Екатерина поразилась: Генрих радовался не тому, что стал дофином, а своему отъезду на войну. Он разговорился, пробудился от меланхолии к действиям. В свои семнадцать лет он отличался необыкновенной силой и блестяще владел оружием, блистал спортивными подвигами и победами на турнирах, однако живой и дерзкий ум, необходимый наследнику короны в первую очередь, развивался в нем с трудом. Генрих был тугодумом, не отличался легкостью в рассуждениях, не был любознателен. Придя к какому-либо решению, почти всегда с чьей-либо помощью, он отстаивал его с редким упорством. В отличие от отца он не признавал никаких компромиссов. Если он кого-то любил, то надолго, если ненавидел, то навсегда. Екатерина догадалась, что Монморанси, как и Диана, подобрал ключи к его сердцу, вошел в доверие, стал ближайшим другом.

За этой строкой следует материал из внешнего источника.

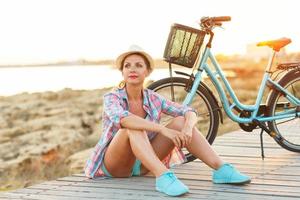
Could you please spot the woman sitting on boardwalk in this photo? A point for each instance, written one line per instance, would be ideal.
(133, 142)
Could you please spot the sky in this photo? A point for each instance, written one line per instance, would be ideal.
(35, 31)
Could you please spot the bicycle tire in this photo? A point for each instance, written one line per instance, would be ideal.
(163, 87)
(289, 138)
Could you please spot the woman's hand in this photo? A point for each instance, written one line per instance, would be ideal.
(179, 138)
(187, 130)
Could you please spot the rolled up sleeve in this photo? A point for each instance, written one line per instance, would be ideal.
(113, 110)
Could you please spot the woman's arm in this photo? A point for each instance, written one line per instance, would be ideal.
(137, 123)
(190, 122)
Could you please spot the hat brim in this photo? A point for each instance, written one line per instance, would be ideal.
(121, 57)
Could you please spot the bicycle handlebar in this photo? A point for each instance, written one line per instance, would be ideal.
(208, 23)
(221, 19)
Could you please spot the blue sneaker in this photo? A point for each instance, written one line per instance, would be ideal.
(169, 184)
(228, 174)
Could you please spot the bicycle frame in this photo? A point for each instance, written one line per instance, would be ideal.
(203, 66)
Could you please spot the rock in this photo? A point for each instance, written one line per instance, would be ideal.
(41, 133)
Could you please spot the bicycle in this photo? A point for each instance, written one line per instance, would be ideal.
(281, 110)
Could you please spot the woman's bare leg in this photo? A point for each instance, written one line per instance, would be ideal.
(119, 158)
(126, 146)
(199, 146)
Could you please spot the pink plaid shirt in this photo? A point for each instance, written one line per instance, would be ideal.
(115, 108)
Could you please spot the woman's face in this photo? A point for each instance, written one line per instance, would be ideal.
(134, 70)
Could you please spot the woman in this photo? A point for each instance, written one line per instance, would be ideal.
(133, 142)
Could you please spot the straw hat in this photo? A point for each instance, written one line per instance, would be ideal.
(132, 50)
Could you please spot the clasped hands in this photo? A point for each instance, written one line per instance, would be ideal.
(180, 138)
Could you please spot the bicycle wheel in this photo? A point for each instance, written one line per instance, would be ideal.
(203, 102)
(287, 128)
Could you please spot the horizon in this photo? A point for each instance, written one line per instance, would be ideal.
(54, 31)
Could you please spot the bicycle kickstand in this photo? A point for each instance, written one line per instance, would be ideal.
(262, 144)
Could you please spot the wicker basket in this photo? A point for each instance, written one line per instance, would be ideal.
(183, 45)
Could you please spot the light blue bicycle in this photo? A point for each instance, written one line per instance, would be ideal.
(279, 116)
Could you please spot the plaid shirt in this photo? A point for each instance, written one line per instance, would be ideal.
(115, 108)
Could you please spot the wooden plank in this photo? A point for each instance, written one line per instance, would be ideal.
(276, 177)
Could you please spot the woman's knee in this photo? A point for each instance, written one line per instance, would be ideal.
(177, 123)
(134, 133)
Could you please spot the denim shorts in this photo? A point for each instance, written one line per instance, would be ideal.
(136, 170)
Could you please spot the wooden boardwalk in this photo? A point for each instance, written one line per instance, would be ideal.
(276, 177)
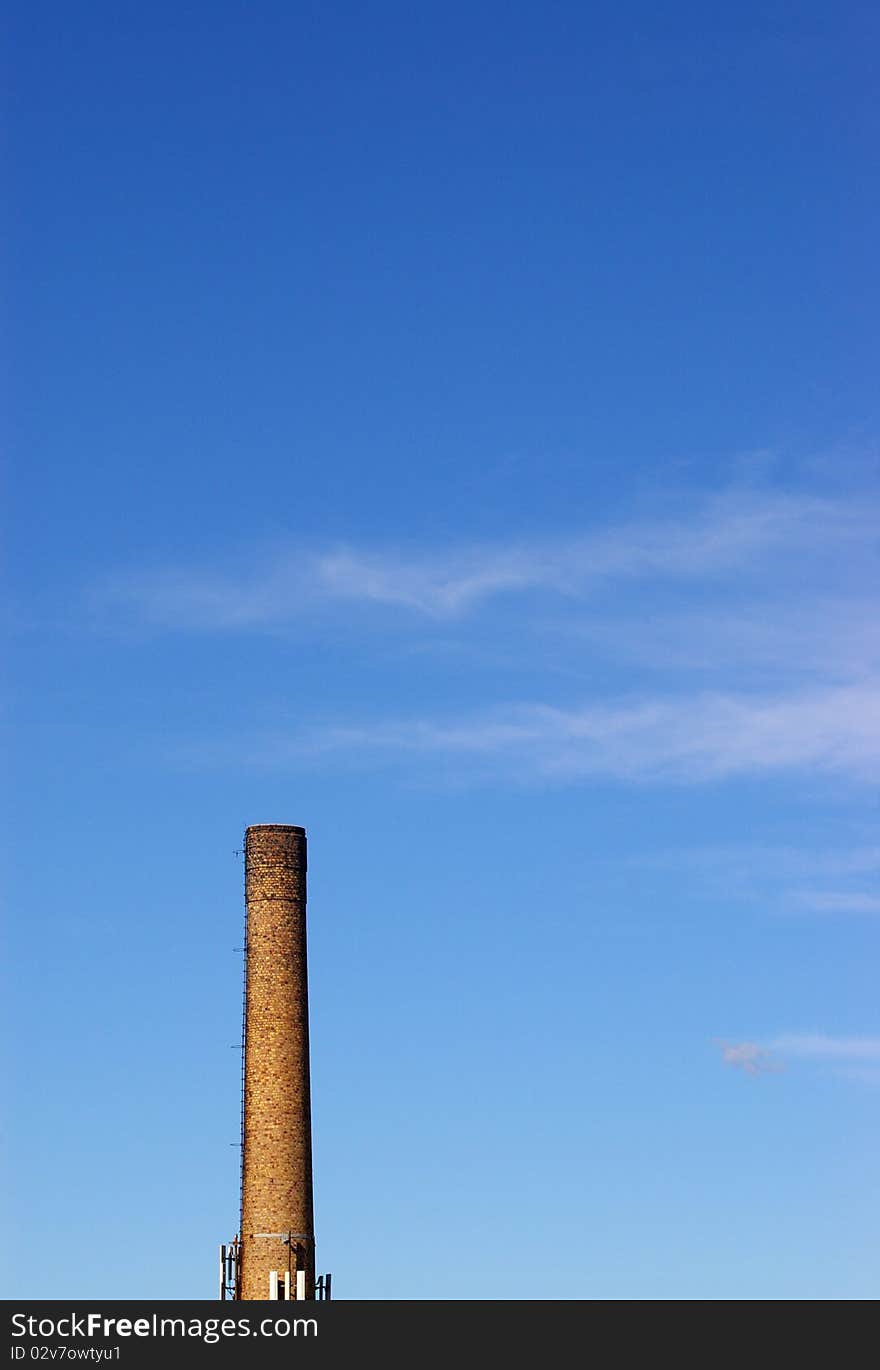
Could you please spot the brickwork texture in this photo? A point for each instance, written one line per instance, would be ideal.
(276, 1165)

Словно в подтверждение ее мыслей, Генрих произнес:
– Я считаю себя учеником Монморанси и, пока я жив, всегда буду ему другом.
– Ты нашел друга столь же верного и надежного, как Диана? Они ведь ровесники? – Екатерина сразу же поняла, что сказала лишнее.
К ее удивлению, Генрих не рассердился, а лишь задумчиво посмотрел на жену и с горечью произнес:
– Тебе будет сейчас очень трудно. При дворе ходят нехорошие слухи.
– Какие? – испугалась Екатерина.
В тюрьме пытали Монтекукули. Под пытками он мог сказать все что угодно, все, что потребуют палачи.
– Многие уверены, что, если бы итальянцев не впустили в страну, дофин был бы жив.
– Анри, умоляю, что еще говорят? Скажи мне все.
– Многие считают тебя организатором убийства!.. Город полон слухов.
– Но ведь меня не было здесь!.. Я приехала только вчера!.. – не выдержала Екатерина.
– Для того чтобы организовать убийство, совсем не обязательно находиться рядом с жертвой, – беспристрастно заявил Генрих.
Екатерине казалось, что он смотрит на нее с отвращением. «О боже, неужели он верит лживым слухам?» – содрогнулась она.
Генрих подошел к ней, наклонился, заглянул в ее загадочные флорентийские глаза. Он не понимал ее. Она не отвела взгляд.
– Анри, я не имею никакого отношения к случившейся трагедии. Как и ты, я скорблю о потере Франциска. Он был так добр ко мне! Один из немногих!